In these renderings College Town looks like an absolute bonanza of pedestrian activity.

   The developer will be asking for     several variances    related to the buildings' setback distance from the street, the design of the facade, and parking garage. I'd give a pass on all of these things. The setback distances are greater than City code allows, but the extra space will be used for wider sidewalks and space for things like cafe tables and a future cycle track on Elmwood Ave. The design of the building facades are visually interesting enough as is. And the parking garage, well... screw it, it's a parking garage.

What really has me concerned is how the two buildings along Elmwood and Celebration Drive will be situated - with the main entrance facing the parking lot, and long blank walls facing the street. City code requires that doors or entrances face the street, and that they be placed at intervals of no more than 100 ft. Code also requires areas of transparency (a.k.a. "windows") along the street side of the building.

College Town plan view. Buildings 1 and 3 are oriented toward the parking lot with their backs to the street.

   Click on the plan view shown above and take a closer look at the layout. As it is currently, building 1 (the hotel) will have no entrances on Elmwood Ave. It will have windows along Elmwood, but they will be blacked out. You see, the developer considers the street side to be the rear of the building. And so, that is where things like refrigeration units and building mechanicals will be placed. Naturally you'd want to hide that stuff, and the only way they can think to do it is to black out the windows.

On the opposite side of the parking lot, building 3 (the grocery store) will also have a long wall of blacked out windows - along Celebration Drive. Again, this is because the main entrance is on the parking lot side, and the grocer wants to be able to put shelves along the back wall of the store. But in this case, the "back" is actually the FRONT! Or at least it should be. And here's why...

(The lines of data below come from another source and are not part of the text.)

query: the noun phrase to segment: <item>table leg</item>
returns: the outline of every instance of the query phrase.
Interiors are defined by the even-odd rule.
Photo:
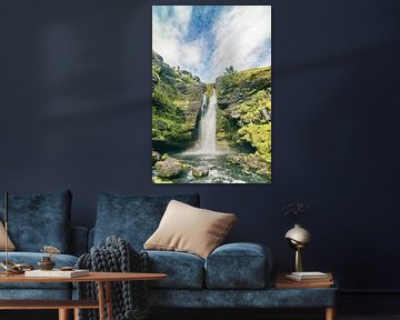
[[[69,320],[68,311],[68,309],[59,309],[59,320]]]
[[[112,283],[106,282],[106,299],[107,299],[107,317],[108,320],[113,320],[112,316]]]
[[[330,307],[326,309],[326,320],[334,320],[334,308]]]
[[[104,282],[102,281],[98,281],[98,289],[99,289],[99,293],[98,293],[98,300],[99,300],[99,320],[106,320],[106,313],[104,313]]]

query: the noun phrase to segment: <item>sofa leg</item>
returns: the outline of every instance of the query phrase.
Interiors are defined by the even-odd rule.
[[[73,309],[73,320],[79,320],[79,309]]]
[[[69,320],[68,309],[59,309],[59,320]]]
[[[334,320],[334,308],[330,307],[326,309],[326,320]]]

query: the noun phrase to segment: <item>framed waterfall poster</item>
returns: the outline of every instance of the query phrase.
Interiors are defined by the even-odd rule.
[[[152,7],[153,183],[271,183],[271,7]]]

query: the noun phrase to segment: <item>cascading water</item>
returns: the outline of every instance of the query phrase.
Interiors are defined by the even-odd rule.
[[[203,113],[200,120],[200,134],[199,134],[200,138],[199,138],[199,147],[197,150],[199,153],[210,154],[217,151],[216,126],[217,126],[217,94],[216,94],[216,90],[212,90],[212,96],[209,99],[206,113]]]
[[[190,170],[174,179],[177,183],[263,183],[264,178],[241,170],[227,160],[227,154],[234,153],[229,147],[217,146],[217,93],[207,99],[203,94],[199,111],[199,138],[196,144],[180,153],[171,154],[186,163]],[[196,178],[193,168],[207,168],[208,174]]]
[[[216,154],[220,153],[217,148],[217,93],[212,90],[212,96],[208,99],[206,93],[200,109],[199,139],[196,146],[184,151],[182,154]]]

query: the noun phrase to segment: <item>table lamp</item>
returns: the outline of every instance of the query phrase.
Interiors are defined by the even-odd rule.
[[[294,271],[302,272],[302,262],[301,262],[301,250],[307,247],[311,241],[311,234],[304,228],[301,228],[301,224],[296,223],[294,228],[290,229],[286,236],[290,248],[294,251]]]

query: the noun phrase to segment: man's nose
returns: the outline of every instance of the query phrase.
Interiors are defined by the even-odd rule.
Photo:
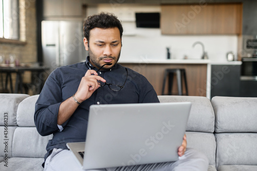
[[[103,51],[103,55],[105,56],[111,56],[112,54],[112,48],[110,46],[106,46]]]

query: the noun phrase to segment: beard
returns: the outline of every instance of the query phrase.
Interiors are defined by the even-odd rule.
[[[100,64],[100,62],[104,59],[111,58],[114,60],[114,62],[112,63],[113,64],[111,65],[112,67],[116,64],[118,61],[119,61],[119,59],[120,59],[120,52],[121,50],[120,50],[120,52],[119,53],[119,54],[117,57],[112,56],[100,56],[97,58],[97,55],[90,49],[90,48],[88,47],[88,53],[89,54],[90,61],[91,61],[91,62],[92,62],[94,64],[95,64],[95,65],[96,65],[97,67],[98,67],[98,68],[101,67],[102,65],[103,65],[103,64]],[[104,68],[105,67],[105,66],[103,67],[103,68]]]

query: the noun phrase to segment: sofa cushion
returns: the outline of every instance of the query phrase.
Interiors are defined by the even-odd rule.
[[[257,132],[257,98],[214,97],[216,132]]]
[[[212,133],[186,132],[187,147],[204,154],[210,165],[215,165],[216,141]]]
[[[14,157],[9,159],[8,167],[5,166],[5,163],[0,163],[0,170],[43,170],[42,163],[44,158],[29,158]]]
[[[0,125],[4,125],[6,117],[4,115],[8,113],[8,126],[17,125],[16,114],[19,104],[24,99],[29,97],[28,94],[0,93]]]
[[[46,145],[52,137],[41,136],[35,127],[17,127],[14,131],[12,157],[44,158]]]
[[[21,102],[17,109],[17,124],[19,126],[35,126],[34,122],[35,104],[39,95],[29,97]]]
[[[220,166],[218,168],[218,171],[235,170],[256,171],[257,170],[257,166],[250,165],[224,165]]]
[[[223,165],[257,165],[257,134],[218,133],[216,166]]]
[[[208,171],[217,171],[216,167],[213,165],[209,165],[208,167]]]
[[[159,96],[160,102],[191,102],[192,106],[187,126],[187,131],[213,132],[214,112],[210,100],[203,97]]]
[[[12,142],[13,141],[13,134],[17,126],[11,126],[8,127],[0,126],[0,161],[4,160],[3,157],[7,154],[8,157],[12,157]],[[5,135],[5,129],[7,128],[7,134]],[[5,136],[7,137],[5,137]],[[2,160],[3,159],[3,160]]]

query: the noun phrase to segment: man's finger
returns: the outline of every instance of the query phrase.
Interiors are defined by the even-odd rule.
[[[98,74],[95,70],[93,69],[88,69],[85,74],[85,77],[89,76],[91,75],[91,74],[94,74],[96,75],[98,75]]]

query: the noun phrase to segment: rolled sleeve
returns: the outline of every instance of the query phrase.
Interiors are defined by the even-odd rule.
[[[38,131],[42,136],[59,130],[57,117],[62,102],[61,80],[58,76],[58,69],[50,74],[35,104],[34,120]]]

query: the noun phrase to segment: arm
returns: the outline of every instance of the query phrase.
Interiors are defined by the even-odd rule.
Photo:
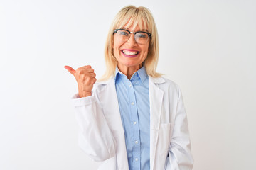
[[[188,120],[179,89],[178,93],[173,135],[169,150],[169,161],[167,162],[166,169],[191,170],[193,168],[193,159],[191,154]]]
[[[73,99],[79,125],[78,144],[93,160],[105,161],[115,155],[115,141],[95,95]]]
[[[93,160],[105,161],[115,154],[116,144],[97,95],[92,95],[96,74],[90,65],[76,70],[69,66],[65,68],[78,85],[78,94],[73,101],[80,127],[79,145]]]

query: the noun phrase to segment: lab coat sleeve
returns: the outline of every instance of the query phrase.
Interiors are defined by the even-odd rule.
[[[176,106],[173,134],[169,149],[167,170],[191,170],[193,165],[185,107],[181,91]]]
[[[78,144],[93,160],[105,161],[115,155],[116,144],[98,98],[91,96],[72,99],[79,125]]]

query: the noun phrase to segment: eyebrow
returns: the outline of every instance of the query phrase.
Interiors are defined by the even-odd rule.
[[[121,29],[124,29],[124,30],[127,30],[128,28],[125,28],[125,27],[122,27]],[[149,33],[149,30],[147,29],[142,29],[138,31],[144,31],[144,32],[147,32]],[[135,31],[135,32],[138,32],[138,31]]]

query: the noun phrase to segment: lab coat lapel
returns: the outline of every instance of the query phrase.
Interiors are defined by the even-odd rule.
[[[155,169],[155,155],[159,137],[161,110],[164,91],[158,87],[158,84],[164,82],[162,78],[149,76],[149,91],[150,103],[150,169]]]
[[[128,170],[124,131],[118,105],[114,79],[111,78],[107,81],[100,82],[100,84],[106,84],[105,89],[100,91],[99,96],[100,96],[102,106],[105,108],[104,115],[108,125],[117,140],[116,149],[119,150],[117,152],[118,169]]]

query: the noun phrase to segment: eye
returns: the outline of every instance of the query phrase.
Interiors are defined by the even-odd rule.
[[[148,37],[148,35],[145,33],[137,33],[136,35],[137,35],[139,38],[146,38]]]
[[[123,36],[129,36],[129,33],[126,30],[119,30],[118,33]]]

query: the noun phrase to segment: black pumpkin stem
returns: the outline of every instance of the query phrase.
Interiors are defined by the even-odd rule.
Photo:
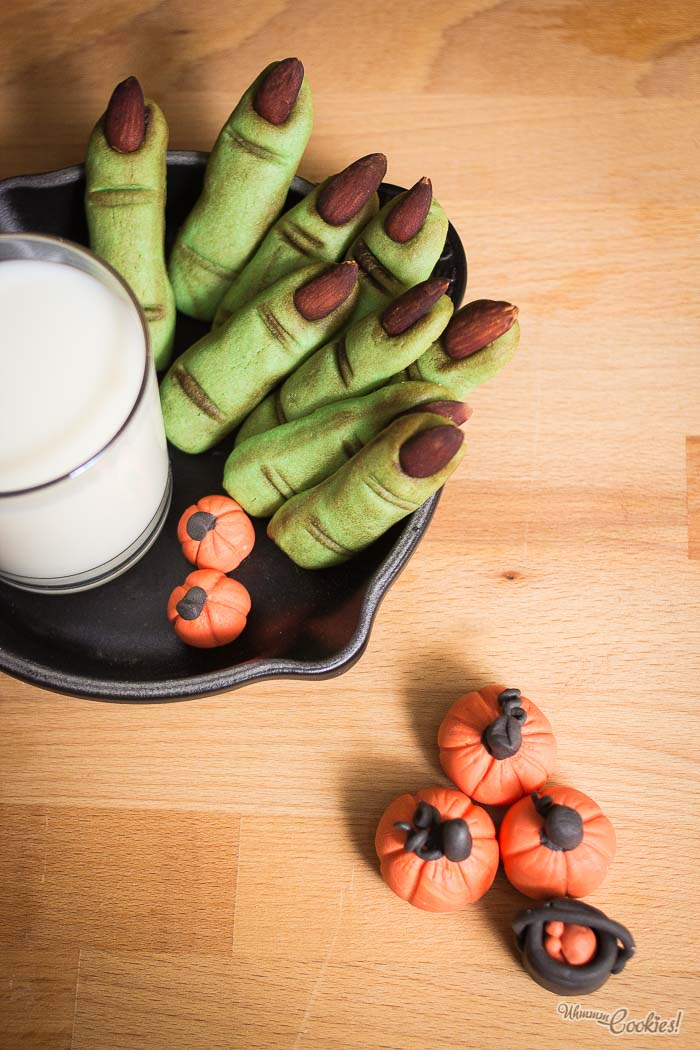
[[[560,805],[552,801],[551,795],[530,796],[532,804],[545,818],[545,826],[539,833],[539,841],[549,849],[575,849],[584,841],[584,821],[580,813],[570,805]]]
[[[503,714],[487,726],[482,734],[482,743],[489,755],[499,761],[512,758],[521,750],[522,726],[528,718],[527,711],[521,707],[521,696],[519,689],[504,689],[499,694]]]
[[[471,833],[466,820],[462,817],[443,820],[428,802],[418,803],[412,824],[400,820],[394,826],[406,833],[405,852],[415,853],[421,860],[447,857],[459,864],[471,854]]]
[[[207,591],[204,587],[190,587],[187,594],[181,597],[175,606],[181,620],[196,620],[207,604]]]
[[[196,510],[186,526],[190,540],[204,540],[207,532],[211,532],[214,528],[216,528],[216,514],[210,514],[206,510]]]

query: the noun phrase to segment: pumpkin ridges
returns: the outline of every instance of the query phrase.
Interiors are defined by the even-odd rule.
[[[517,696],[515,695],[517,694]],[[504,702],[501,702],[503,698]],[[518,721],[521,744],[512,754],[496,757],[503,750],[502,737],[515,740],[507,724],[496,733],[491,754],[488,731],[508,717],[513,704],[526,715]],[[515,717],[515,716],[513,716]],[[475,801],[511,804],[542,788],[554,769],[556,748],[549,719],[528,697],[502,685],[485,686],[457,699],[438,733],[440,760],[445,773]]]
[[[440,811],[442,820],[462,817],[468,822],[471,802],[452,788],[422,788],[416,795],[416,802],[428,802]],[[465,804],[466,803],[466,804]]]
[[[399,821],[405,821],[409,824],[415,812],[416,799],[408,794],[399,795],[384,811],[375,833],[375,849],[380,860],[389,854],[404,852],[405,833],[399,832],[394,825]],[[386,842],[391,845],[391,839],[395,839],[396,846],[386,853],[383,852]]]
[[[436,862],[420,860],[416,854],[405,853],[401,849],[398,855],[393,855],[388,860],[383,858],[382,877],[398,897],[411,903],[412,898],[418,892],[421,873],[426,864]],[[410,884],[408,891],[405,889],[407,882]]]
[[[462,873],[464,884],[467,887],[473,902],[474,900],[479,900],[480,897],[483,897],[484,894],[487,892],[487,890],[493,885],[493,880],[495,879],[496,872],[499,870],[499,843],[493,838],[472,838],[472,843],[473,846],[471,856],[466,862],[466,866],[460,865],[460,872]],[[475,843],[480,843],[480,845],[476,846]],[[471,863],[472,858],[473,863]],[[473,881],[470,881],[473,877],[472,869],[476,869],[476,874],[479,874],[479,867],[483,869],[486,866],[492,869],[490,881],[483,889],[481,889],[483,882],[480,881],[478,889],[474,890]],[[469,880],[467,879],[467,875],[469,876]]]
[[[454,780],[454,783],[459,783],[466,795],[473,797],[475,786],[486,776],[495,759],[482,748],[480,753],[470,758],[467,763],[466,773],[463,769],[464,763],[460,761],[457,755],[441,755],[441,761],[448,777]]]
[[[540,773],[543,774],[543,778],[544,778],[543,779],[543,783],[545,783],[545,780],[547,780],[547,778],[549,776],[547,768],[539,761],[539,759],[536,757],[536,755],[531,754],[531,752],[529,752],[529,751],[525,751],[524,748],[521,748],[521,750],[517,752],[517,754],[513,755],[513,757],[511,759],[511,763],[512,763],[513,769],[515,769],[516,766],[521,765],[521,772],[522,772],[522,765],[525,764],[525,763],[529,763],[530,765],[534,765],[535,769],[539,770]],[[518,773],[518,778],[519,778],[519,773]],[[524,788],[523,789],[523,793],[525,795],[527,795],[531,791],[534,791],[534,790],[535,790],[534,788],[528,788],[528,789]]]
[[[553,802],[577,810],[581,815],[584,823],[588,823],[595,817],[604,816],[598,803],[588,795],[585,795],[584,792],[577,791],[576,788],[569,788],[566,784],[552,784],[547,789],[546,794],[551,796]]]
[[[504,857],[506,876],[510,879],[509,866]],[[543,900],[546,897],[570,896],[566,852],[547,849],[543,846],[536,850],[526,850],[525,856],[518,861],[517,878],[514,885],[522,894],[537,900]]]

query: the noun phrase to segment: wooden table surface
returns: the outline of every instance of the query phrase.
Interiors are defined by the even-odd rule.
[[[469,297],[516,302],[523,339],[343,677],[154,707],[0,679],[3,1050],[608,1046],[519,968],[527,901],[503,874],[452,916],[378,875],[383,807],[445,783],[442,716],[492,680],[545,709],[556,782],[617,831],[591,900],[638,954],[581,1005],[682,1011],[655,1038],[700,1045],[699,14],[6,0],[0,175],[80,161],[131,72],[173,146],[208,148],[256,71],[298,55],[301,172],[381,149],[393,182],[429,174]]]

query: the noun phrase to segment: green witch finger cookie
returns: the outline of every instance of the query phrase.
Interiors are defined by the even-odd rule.
[[[357,267],[297,270],[190,346],[161,383],[169,440],[186,453],[211,448],[288,373],[347,319]]]
[[[454,314],[436,342],[397,379],[440,383],[457,397],[491,379],[511,359],[521,338],[517,307],[475,299]]]
[[[346,256],[360,268],[360,297],[351,323],[426,280],[445,247],[447,227],[429,178],[385,204]]]
[[[213,318],[281,211],[312,123],[311,91],[298,59],[273,62],[245,92],[214,144],[201,195],[170,257],[183,313]]]
[[[425,280],[381,314],[369,314],[317,350],[255,408],[237,442],[323,404],[367,394],[426,350],[452,315],[448,281]]]
[[[168,125],[129,77],[114,88],[85,158],[90,247],[131,286],[150,332],[156,369],[166,366],[175,300],[165,265]]]
[[[268,518],[335,474],[397,416],[430,412],[464,423],[469,406],[444,396],[434,383],[408,382],[324,405],[237,445],[226,461],[224,487],[249,514]]]
[[[318,260],[337,262],[379,210],[377,188],[386,173],[383,153],[351,164],[280,215],[221,299],[214,324],[284,274]]]
[[[268,536],[297,565],[340,565],[445,483],[464,456],[462,430],[418,412],[402,416],[315,488],[292,497]]]

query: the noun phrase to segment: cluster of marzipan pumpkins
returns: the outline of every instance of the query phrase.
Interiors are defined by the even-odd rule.
[[[489,889],[499,859],[528,897],[578,898],[596,889],[615,855],[615,832],[581,792],[542,793],[556,742],[539,708],[518,689],[486,686],[452,705],[438,740],[459,791],[402,795],[377,828],[382,877],[395,894],[426,911],[459,911]],[[497,838],[480,802],[510,806]]]

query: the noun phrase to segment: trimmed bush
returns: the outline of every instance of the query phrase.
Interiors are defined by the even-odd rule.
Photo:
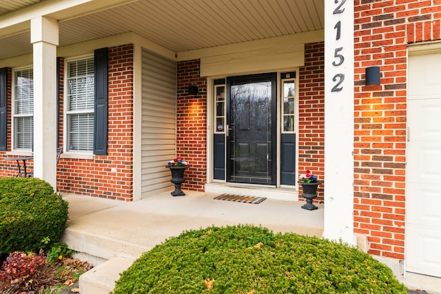
[[[183,233],[145,253],[118,293],[407,293],[392,271],[342,244],[248,225]]]
[[[49,249],[59,241],[67,220],[68,202],[48,182],[36,178],[0,178],[0,255]],[[51,243],[42,243],[45,238]]]

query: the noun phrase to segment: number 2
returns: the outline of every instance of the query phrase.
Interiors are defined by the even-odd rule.
[[[334,0],[334,3],[336,4],[337,4],[338,3],[340,0]],[[334,9],[334,12],[332,12],[333,14],[337,14],[338,13],[343,13],[343,11],[345,11],[345,8],[341,9],[342,6],[343,6],[343,4],[345,4],[345,2],[346,2],[346,0],[341,0],[342,2],[340,3],[340,5],[338,6],[337,6],[337,8],[336,9]]]
[[[343,81],[345,81],[345,74],[337,74],[335,76],[334,76],[334,78],[332,78],[332,81],[335,82],[337,81],[337,78],[339,78],[339,80],[337,82],[337,83],[334,87],[332,87],[331,92],[340,92],[342,90],[343,90],[343,87],[339,87],[338,86],[340,85],[340,84],[343,83]]]

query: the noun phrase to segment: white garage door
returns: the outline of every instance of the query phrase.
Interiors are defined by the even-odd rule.
[[[441,277],[441,51],[409,55],[406,265]]]

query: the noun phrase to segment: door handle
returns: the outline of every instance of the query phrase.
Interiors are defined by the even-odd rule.
[[[229,131],[232,131],[233,129],[229,127],[229,125],[227,125],[227,136],[229,136]]]

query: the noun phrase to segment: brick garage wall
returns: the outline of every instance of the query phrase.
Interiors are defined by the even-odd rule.
[[[109,48],[107,155],[93,160],[61,158],[57,173],[61,192],[133,200],[133,62],[132,45]],[[61,120],[63,107],[61,103]],[[62,123],[60,126],[62,129]],[[62,134],[61,129],[60,138]]]
[[[404,258],[407,45],[440,39],[440,1],[356,0],[354,230]],[[378,65],[381,85],[365,87]]]
[[[183,187],[204,191],[207,176],[207,78],[200,76],[199,60],[177,65],[176,156],[189,162]],[[188,86],[199,93],[188,96]]]
[[[298,172],[309,169],[324,180],[325,167],[325,43],[305,44],[305,66],[299,69]],[[324,200],[324,185],[316,202]],[[301,193],[301,187],[299,187]],[[300,199],[302,199],[300,197]]]

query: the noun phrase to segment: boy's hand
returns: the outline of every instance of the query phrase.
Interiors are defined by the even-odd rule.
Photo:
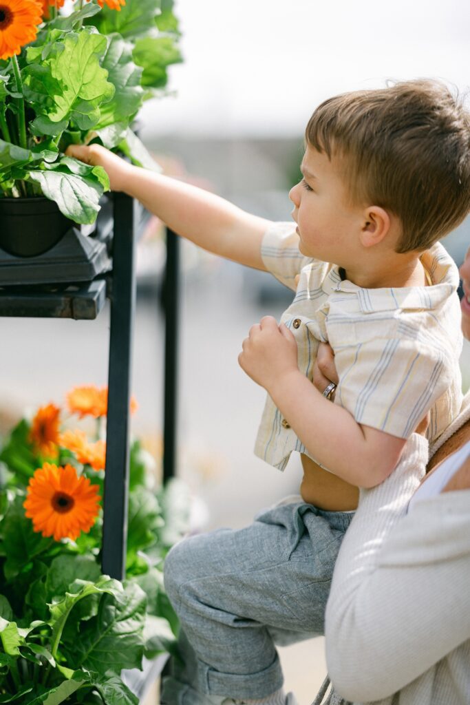
[[[242,344],[238,362],[247,374],[268,392],[283,375],[299,372],[297,346],[290,331],[265,316],[252,326]]]
[[[133,167],[105,147],[101,145],[69,145],[66,154],[92,166],[102,166],[109,177],[111,190],[125,191],[126,182]]]

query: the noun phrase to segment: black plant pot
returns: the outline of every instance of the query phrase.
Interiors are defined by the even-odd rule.
[[[47,252],[75,224],[44,196],[0,198],[0,247],[15,257]]]

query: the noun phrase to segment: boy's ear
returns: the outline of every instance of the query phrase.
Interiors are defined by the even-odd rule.
[[[390,216],[380,206],[369,206],[363,214],[361,244],[371,247],[381,243],[390,229]]]

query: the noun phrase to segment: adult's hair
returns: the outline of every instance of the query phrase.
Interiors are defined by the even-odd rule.
[[[470,114],[443,82],[419,79],[326,100],[307,144],[342,157],[351,202],[390,211],[402,223],[397,252],[421,251],[470,212]]]

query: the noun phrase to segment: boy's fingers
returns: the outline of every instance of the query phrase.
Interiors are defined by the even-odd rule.
[[[85,161],[87,164],[92,164],[91,150],[86,145],[69,145],[66,149],[66,154],[80,159],[80,161]]]
[[[327,343],[321,343],[319,345],[316,364],[323,376],[338,384],[339,379],[335,364],[335,353]]]
[[[276,326],[278,327],[278,321],[274,318],[273,316],[263,316],[263,318],[259,321],[259,326],[261,330],[264,328],[268,328],[270,326],[271,328]]]

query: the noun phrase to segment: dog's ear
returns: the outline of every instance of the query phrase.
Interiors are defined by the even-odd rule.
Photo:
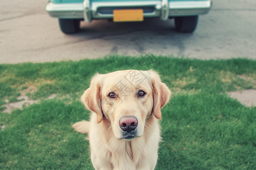
[[[152,70],[147,71],[153,91],[152,112],[155,117],[162,118],[161,108],[169,101],[171,92],[166,84],[162,82],[158,74]]]
[[[103,117],[101,101],[101,74],[97,73],[92,78],[90,87],[84,91],[80,99],[86,109],[96,113],[98,124],[101,122]]]

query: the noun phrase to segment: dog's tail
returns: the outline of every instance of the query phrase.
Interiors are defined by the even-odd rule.
[[[75,123],[72,125],[75,130],[81,133],[89,134],[90,130],[90,122],[86,121],[82,121]]]

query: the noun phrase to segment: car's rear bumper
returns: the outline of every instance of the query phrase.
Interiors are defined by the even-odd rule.
[[[123,8],[142,8],[145,18],[191,16],[207,14],[212,6],[212,1],[168,2],[168,0],[93,2],[84,0],[83,3],[53,3],[48,2],[46,10],[53,17],[81,19],[90,22],[94,19],[111,19],[113,10]]]

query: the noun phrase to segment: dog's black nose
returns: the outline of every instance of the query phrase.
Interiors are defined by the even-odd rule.
[[[134,116],[123,117],[119,120],[119,126],[124,131],[130,132],[138,126],[138,120]]]

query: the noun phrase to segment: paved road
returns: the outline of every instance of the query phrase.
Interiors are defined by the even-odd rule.
[[[195,32],[175,32],[173,20],[143,23],[82,22],[66,35],[44,11],[45,1],[0,1],[0,63],[79,60],[150,52],[199,59],[256,59],[256,1],[213,0]]]

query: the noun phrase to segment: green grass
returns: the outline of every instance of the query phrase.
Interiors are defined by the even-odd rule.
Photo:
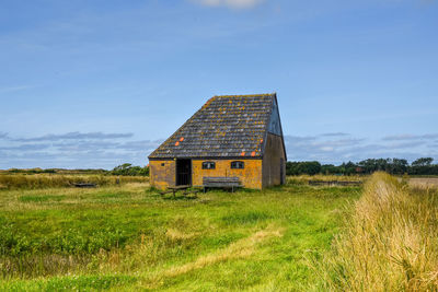
[[[357,187],[161,198],[146,184],[0,190],[0,290],[318,289],[308,256]]]

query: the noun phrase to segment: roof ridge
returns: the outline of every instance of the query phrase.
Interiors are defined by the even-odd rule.
[[[216,97],[251,97],[251,96],[273,96],[276,95],[276,92],[273,93],[254,93],[254,94],[231,94],[231,95],[215,95],[211,98]]]

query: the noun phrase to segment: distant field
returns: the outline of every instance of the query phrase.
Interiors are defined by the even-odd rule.
[[[333,178],[187,198],[128,180],[0,190],[0,291],[437,291],[438,188],[308,185]]]
[[[0,190],[0,290],[307,290],[358,187]]]
[[[0,174],[1,189],[44,189],[72,187],[77,183],[92,183],[99,186],[112,186],[127,183],[147,183],[147,176],[115,176],[102,174]]]

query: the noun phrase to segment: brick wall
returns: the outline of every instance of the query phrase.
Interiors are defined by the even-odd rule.
[[[205,161],[215,162],[216,168],[203,170]],[[231,170],[232,161],[235,160],[193,160],[193,185],[201,186],[204,176],[237,176],[245,188],[262,188],[262,160],[241,160],[245,163],[243,170]]]

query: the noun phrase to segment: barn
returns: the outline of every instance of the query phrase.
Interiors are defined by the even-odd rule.
[[[286,149],[277,95],[214,96],[149,155],[159,189],[211,177],[262,189],[285,184]]]

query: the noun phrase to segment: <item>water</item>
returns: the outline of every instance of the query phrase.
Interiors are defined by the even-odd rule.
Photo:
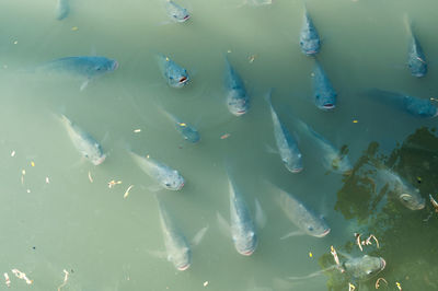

This is an example of a deadzone in the High Falls neighborhood, with blocked out windows on one side of the street, and a solid wall along the other side. [PHOTO: Google Streetview]

   See what's in the picture above? That's right... absolutely NOTHING. No one ever goes here because it's completely void of anything interesting. And the few individuals who do venture down this street don't feel good about being here. I know because I have to walk here everyday to get to work.

The City code requires things like transparent windows and entrances on the street for a good reason. These things create a "permeable street wall." Permeable in the sense that pedestrians can see into buildings, step inside shops or restaurants, and generally feel at ease because there would also be people inside the building looking out onto the street. It may seem silly to make these demands of a developer, but you tell me which street you'd rather walk down; the one pictured above? Or this one...

Here's a good example of a permeable street wall. South and Hickory Place, Rochester NY. [PHOTO: EileenF, RocWiki.org]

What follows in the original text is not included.